3. a kind of method preparing benzenediol according to claim 2, it is characterised in that：The hydrogen bond donor be urea, At least one of ethylene glycol, malonic acid, trans-cinnamic acid, suberic acid or adipic acid；The hydrogen bond receptor is choline chloride, chlorine At least one of acetylcholine or tetramethyl ammonium chloride.
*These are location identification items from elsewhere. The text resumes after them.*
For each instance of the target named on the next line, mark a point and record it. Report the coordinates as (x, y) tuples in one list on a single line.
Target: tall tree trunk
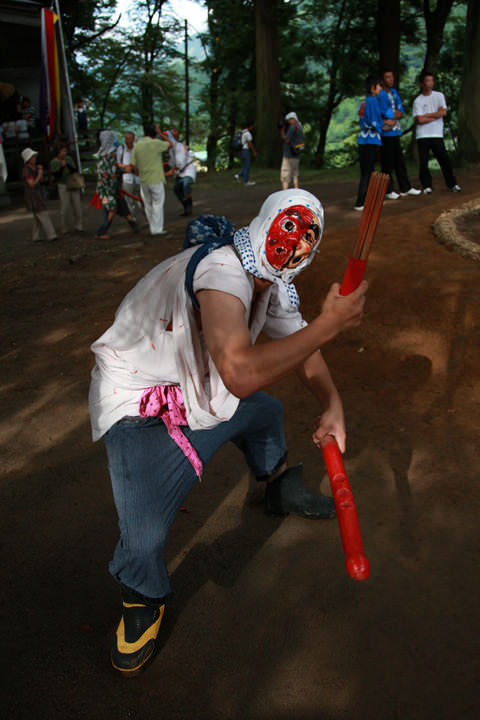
[(332, 100), (388, 31), (214, 113), (269, 109), (469, 104), (435, 23)]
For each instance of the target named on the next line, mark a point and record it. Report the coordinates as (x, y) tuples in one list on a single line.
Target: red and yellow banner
[(50, 90)]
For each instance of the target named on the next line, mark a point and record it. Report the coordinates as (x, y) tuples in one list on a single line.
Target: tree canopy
[(258, 59)]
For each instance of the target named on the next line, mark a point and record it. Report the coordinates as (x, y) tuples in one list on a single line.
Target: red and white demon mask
[(292, 236), (284, 236)]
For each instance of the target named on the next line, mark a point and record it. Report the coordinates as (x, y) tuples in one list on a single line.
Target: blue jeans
[(437, 146), (151, 477), (246, 162)]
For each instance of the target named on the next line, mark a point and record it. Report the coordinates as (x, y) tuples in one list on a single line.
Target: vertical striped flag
[(50, 82)]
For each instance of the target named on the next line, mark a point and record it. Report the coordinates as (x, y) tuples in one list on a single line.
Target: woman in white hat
[(34, 200)]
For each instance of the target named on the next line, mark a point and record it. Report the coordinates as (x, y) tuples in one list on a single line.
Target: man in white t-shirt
[(182, 166), (179, 374), (130, 182), (246, 152), (429, 109)]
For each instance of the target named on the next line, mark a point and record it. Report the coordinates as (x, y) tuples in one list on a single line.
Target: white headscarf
[(108, 140), (250, 242)]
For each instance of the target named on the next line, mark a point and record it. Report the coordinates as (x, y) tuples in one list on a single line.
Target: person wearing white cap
[(34, 200), (293, 145), (179, 374)]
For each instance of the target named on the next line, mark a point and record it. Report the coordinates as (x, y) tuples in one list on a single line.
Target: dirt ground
[(265, 623)]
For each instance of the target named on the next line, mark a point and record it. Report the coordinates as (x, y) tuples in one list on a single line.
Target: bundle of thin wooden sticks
[(377, 187)]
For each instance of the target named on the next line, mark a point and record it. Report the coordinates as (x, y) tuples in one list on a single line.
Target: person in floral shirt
[(108, 177)]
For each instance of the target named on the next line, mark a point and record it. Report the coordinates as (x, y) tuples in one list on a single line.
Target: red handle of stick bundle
[(356, 561)]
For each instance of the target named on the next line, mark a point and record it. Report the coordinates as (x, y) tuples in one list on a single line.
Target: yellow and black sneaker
[(135, 637)]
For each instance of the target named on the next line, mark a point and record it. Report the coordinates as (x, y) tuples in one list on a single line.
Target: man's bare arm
[(246, 368), (429, 117), (315, 375)]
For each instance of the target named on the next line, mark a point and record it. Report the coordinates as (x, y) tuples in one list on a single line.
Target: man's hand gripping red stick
[(356, 561)]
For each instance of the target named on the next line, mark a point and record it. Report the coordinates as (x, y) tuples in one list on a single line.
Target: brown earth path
[(265, 624)]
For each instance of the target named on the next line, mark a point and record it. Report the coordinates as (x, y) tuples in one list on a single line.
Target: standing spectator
[(245, 154), (107, 185), (34, 199), (370, 139), (292, 138), (182, 164), (61, 167), (130, 181), (429, 109), (392, 156), (147, 162)]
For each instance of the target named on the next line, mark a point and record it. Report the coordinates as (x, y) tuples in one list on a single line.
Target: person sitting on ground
[(179, 374)]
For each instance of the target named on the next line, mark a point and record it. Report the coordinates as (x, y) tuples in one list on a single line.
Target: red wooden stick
[(356, 561)]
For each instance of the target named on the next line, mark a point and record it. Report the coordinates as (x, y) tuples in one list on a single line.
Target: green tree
[(268, 105), (469, 105), (229, 96)]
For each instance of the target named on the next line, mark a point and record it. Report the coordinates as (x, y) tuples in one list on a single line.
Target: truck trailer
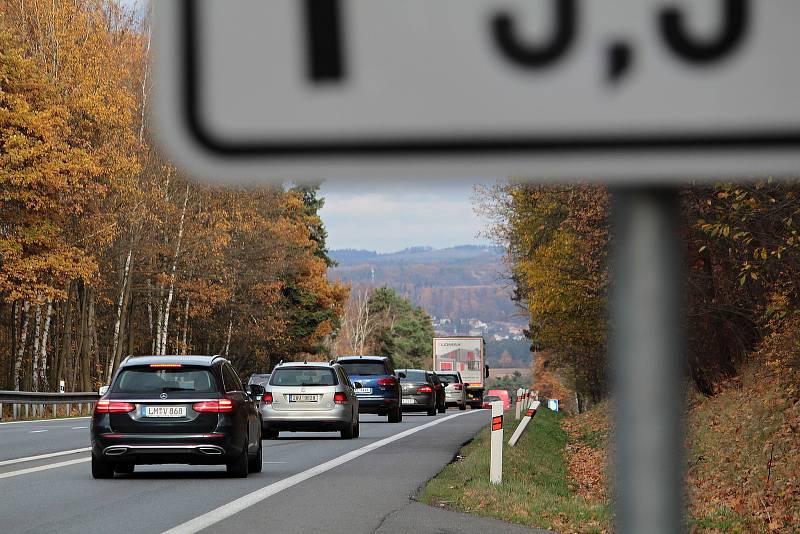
[(466, 355)]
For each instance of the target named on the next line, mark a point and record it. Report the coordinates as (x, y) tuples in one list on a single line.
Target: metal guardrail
[(27, 403)]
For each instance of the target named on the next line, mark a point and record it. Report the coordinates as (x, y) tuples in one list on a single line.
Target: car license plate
[(302, 398), (164, 411)]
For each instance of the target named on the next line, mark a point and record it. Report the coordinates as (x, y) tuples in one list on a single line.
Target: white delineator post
[(524, 423), (496, 460)]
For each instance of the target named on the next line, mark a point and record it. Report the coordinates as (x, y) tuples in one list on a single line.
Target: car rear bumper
[(379, 405), (420, 402), (209, 449), (337, 418)]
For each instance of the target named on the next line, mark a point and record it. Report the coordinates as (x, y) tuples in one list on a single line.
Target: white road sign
[(253, 90)]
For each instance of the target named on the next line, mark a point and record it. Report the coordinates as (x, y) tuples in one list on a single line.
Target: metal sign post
[(647, 357)]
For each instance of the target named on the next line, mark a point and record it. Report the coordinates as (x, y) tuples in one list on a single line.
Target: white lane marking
[(227, 510), (42, 468), (42, 456), (59, 420)]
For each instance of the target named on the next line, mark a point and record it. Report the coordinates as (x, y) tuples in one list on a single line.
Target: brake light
[(215, 406), (107, 406)]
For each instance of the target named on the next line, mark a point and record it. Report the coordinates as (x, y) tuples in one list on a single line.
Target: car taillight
[(106, 406), (216, 406)]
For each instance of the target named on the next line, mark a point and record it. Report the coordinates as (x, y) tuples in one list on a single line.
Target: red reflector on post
[(107, 406), (497, 423), (216, 406)]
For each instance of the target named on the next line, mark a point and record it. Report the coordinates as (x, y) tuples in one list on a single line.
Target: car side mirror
[(256, 390)]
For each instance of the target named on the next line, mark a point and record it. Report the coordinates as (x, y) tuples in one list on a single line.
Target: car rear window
[(258, 379), (415, 376), (303, 376), (147, 379), (365, 368)]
4. a kind of method preparing benzenediol according to claim 2, it is characterised in that：The hydrogen bond donor and hydrogen bond by The molar ratio of body is 1: 1.

5. a kind of method preparing benzenediol according to claim 1, it is characterised in that：The eutectic solvent and dichloro The mass ratio of benzene is 5~8: 1；The molar ratio of the dichloro-benzenes and alkali metal hydroxide is 1: 2~4.

6. a kind of method preparing benzenediol according to claim 1, it is characterised in that：The dichloro-benzenes is adjacent dichloro Benzene, m-dichlorobenzene or paracide；The alkali metal hydroxide is sodium hydroxide, potassium hydroxide, lithium hydroxide or hydroxide At least one of barium.

7. a kind of method preparing benzenediol according to claim 1, it is characterised in that：The reaction temperature be 200~ 260 DEG C, the reaction time is 5~10h；After reaction, the liquid-solid mixture is filtered after being cooled to 150~180 DEG C.

8. a kind of method preparing benzenediol according to claim 1, it is characterised in that：It is described acid be hydrochloric acid, sulfuric acid or At least one of phosphoric acid；The mass fraction of the acid is 5%~35%.

9. a kind of method preparing benzenediol according to claim 1, it is characterised in that：The mass fraction of the acid is 10%~20%.